Cows were assigned to one of four groups at conception (control, and groups 1, 2, and 3 corresponding to trimester of Se-treatment), using a randomized complete block design. These are Angus and Angus-cross cows that have calved at least once previously; 15 to 25 cows/group. Ear tags were used to identify cows. The cows are located at the Oregon State University Soap Creek ranch, Corvallis, OR. Routine farm management practices, including vaccinations and deworming, were the same for all treatment groups. Cows received Se-supplementation during their corresponding pregnancy trimester using boluses of Se-yeast administered orally with a balling gun. When not receiving Se-yeast, cows received a mineral supplement containing 120 mg/kg Se (US FDA regulations) from Na selenite.
Newborn calves were identified using ear tags. Body weights of all calves were recorded within 2 hours of calving. Blood samples were collected from cows at baseline, before and after Se treatment, and at parturition to measure whole-blood Se concentrations. Whole-blood was similarly collected from calves at birth to measure IgG and Se concentrations. Selenium concentrations in whole blood will be determined by a commercial laboratory (Utah Veterinary Diagnostic Laboratory, Logan, UT) using ICP-MS assay.
Passive transfer of immunoglobulins will be assessed within ± 3 days of birth, and duration of passive immunity will be determined at 8 weeks. Health records will be maintained to monitor health status during the pre-weaning period (e.g., days off feed, fever, respiratory disease, diarrhea, abscess, pink eye, etc.), treatments administered, and response to treatment.
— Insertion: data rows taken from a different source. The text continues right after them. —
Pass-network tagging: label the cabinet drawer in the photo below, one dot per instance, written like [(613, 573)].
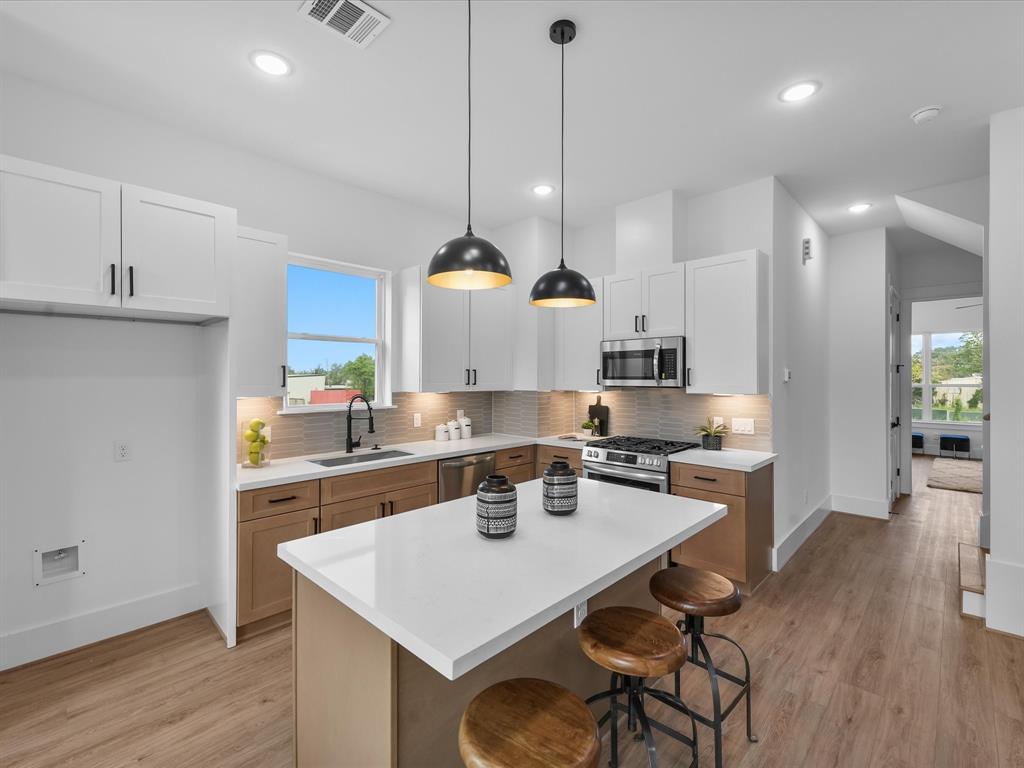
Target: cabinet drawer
[(359, 484), (547, 454), (265, 580), (519, 473), (278, 499), (514, 457), (722, 546), (708, 478)]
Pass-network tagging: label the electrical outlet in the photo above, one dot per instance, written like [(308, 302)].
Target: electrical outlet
[(579, 613), (742, 426), (122, 451)]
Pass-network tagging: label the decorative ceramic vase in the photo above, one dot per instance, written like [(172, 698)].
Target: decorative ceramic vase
[(560, 488), (708, 442), (496, 507)]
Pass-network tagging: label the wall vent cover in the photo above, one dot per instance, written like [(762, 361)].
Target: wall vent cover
[(353, 19)]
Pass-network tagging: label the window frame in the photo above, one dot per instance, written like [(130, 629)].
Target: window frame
[(928, 386), (382, 373)]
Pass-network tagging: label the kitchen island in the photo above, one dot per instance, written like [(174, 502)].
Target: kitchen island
[(398, 623)]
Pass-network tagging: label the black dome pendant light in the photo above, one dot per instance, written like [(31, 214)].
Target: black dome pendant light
[(469, 263), (562, 287)]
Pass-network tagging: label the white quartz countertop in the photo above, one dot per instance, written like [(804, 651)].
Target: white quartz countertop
[(745, 461), (428, 581)]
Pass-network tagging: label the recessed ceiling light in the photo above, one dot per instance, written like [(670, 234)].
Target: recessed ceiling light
[(800, 91), (269, 62)]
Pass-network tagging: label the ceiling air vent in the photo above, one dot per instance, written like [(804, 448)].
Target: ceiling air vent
[(353, 19)]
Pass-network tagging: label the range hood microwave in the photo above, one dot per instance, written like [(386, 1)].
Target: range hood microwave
[(644, 363)]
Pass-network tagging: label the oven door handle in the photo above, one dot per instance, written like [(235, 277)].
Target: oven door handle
[(626, 474)]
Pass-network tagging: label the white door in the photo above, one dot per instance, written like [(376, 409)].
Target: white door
[(444, 339), (59, 236), (578, 345), (623, 305), (259, 313), (895, 428), (722, 344), (176, 252), (664, 296), (492, 314)]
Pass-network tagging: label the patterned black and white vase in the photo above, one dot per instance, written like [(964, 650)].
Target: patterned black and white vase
[(560, 488), (496, 507)]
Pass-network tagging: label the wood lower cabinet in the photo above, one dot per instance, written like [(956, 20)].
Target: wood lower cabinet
[(265, 581), (739, 545)]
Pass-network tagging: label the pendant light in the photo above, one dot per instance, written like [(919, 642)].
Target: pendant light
[(469, 263), (562, 287)]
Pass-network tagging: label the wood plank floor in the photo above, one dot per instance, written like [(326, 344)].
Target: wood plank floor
[(859, 653)]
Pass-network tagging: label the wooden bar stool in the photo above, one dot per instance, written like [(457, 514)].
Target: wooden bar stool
[(698, 594), (528, 723), (635, 644)]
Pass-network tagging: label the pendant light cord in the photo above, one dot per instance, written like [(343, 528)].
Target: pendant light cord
[(469, 116)]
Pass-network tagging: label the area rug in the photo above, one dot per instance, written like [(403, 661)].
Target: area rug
[(955, 474)]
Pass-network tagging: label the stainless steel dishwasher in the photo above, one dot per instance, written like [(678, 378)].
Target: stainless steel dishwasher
[(459, 477)]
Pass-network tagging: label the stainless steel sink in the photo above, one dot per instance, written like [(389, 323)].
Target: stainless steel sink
[(376, 456)]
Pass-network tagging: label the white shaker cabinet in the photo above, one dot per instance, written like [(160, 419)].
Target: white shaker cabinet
[(59, 236), (259, 313), (645, 304), (176, 252), (578, 345), (727, 324)]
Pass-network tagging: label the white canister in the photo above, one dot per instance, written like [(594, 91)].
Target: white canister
[(454, 430)]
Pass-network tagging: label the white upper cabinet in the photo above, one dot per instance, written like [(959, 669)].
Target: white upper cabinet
[(727, 324), (59, 236), (176, 252), (578, 345), (492, 315), (648, 303), (259, 313)]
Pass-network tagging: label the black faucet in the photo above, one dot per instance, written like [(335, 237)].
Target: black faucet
[(349, 442)]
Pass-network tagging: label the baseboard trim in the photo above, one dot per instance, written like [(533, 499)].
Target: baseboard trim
[(42, 641), (801, 532), (854, 505)]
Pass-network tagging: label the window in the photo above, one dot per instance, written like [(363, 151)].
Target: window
[(337, 335), (945, 377)]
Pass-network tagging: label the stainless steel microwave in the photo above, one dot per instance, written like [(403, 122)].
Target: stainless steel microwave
[(644, 363)]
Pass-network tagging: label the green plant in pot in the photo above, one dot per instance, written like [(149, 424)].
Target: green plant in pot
[(712, 434)]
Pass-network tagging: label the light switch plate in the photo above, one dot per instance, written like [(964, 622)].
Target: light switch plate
[(742, 426)]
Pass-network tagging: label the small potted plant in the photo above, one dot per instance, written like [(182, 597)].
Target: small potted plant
[(711, 434)]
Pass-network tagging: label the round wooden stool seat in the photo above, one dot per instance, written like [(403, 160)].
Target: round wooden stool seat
[(632, 641), (695, 592), (528, 723)]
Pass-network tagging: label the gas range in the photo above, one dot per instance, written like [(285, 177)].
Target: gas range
[(642, 462)]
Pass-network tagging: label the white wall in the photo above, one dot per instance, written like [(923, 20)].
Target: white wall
[(321, 216), (69, 388), (1005, 572), (858, 431), (800, 342)]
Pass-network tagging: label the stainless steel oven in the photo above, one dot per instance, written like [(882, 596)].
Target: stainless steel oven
[(643, 363)]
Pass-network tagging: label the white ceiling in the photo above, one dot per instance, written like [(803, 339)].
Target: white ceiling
[(659, 94)]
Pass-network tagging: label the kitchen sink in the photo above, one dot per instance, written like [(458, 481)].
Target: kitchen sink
[(376, 456)]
Data is still being collected and compiled, but for this presentation we will have results for birth weight, 2 month weight, IgG levels at birth and at 8 weeks of age. We should also have results on blood selenium levels for cows during supplementation and at parturition and for calves at birth and at 8 weeks of age.
Selenium and its effect on the immune system of cattle is well documented. We hypothesize that supplemental selenium by feeding Se-yeast boluses to pregnant beef cows in each of three trimesters will alter cow and calf performance measures, IgG concentration and blood-Se concentrations at parturition.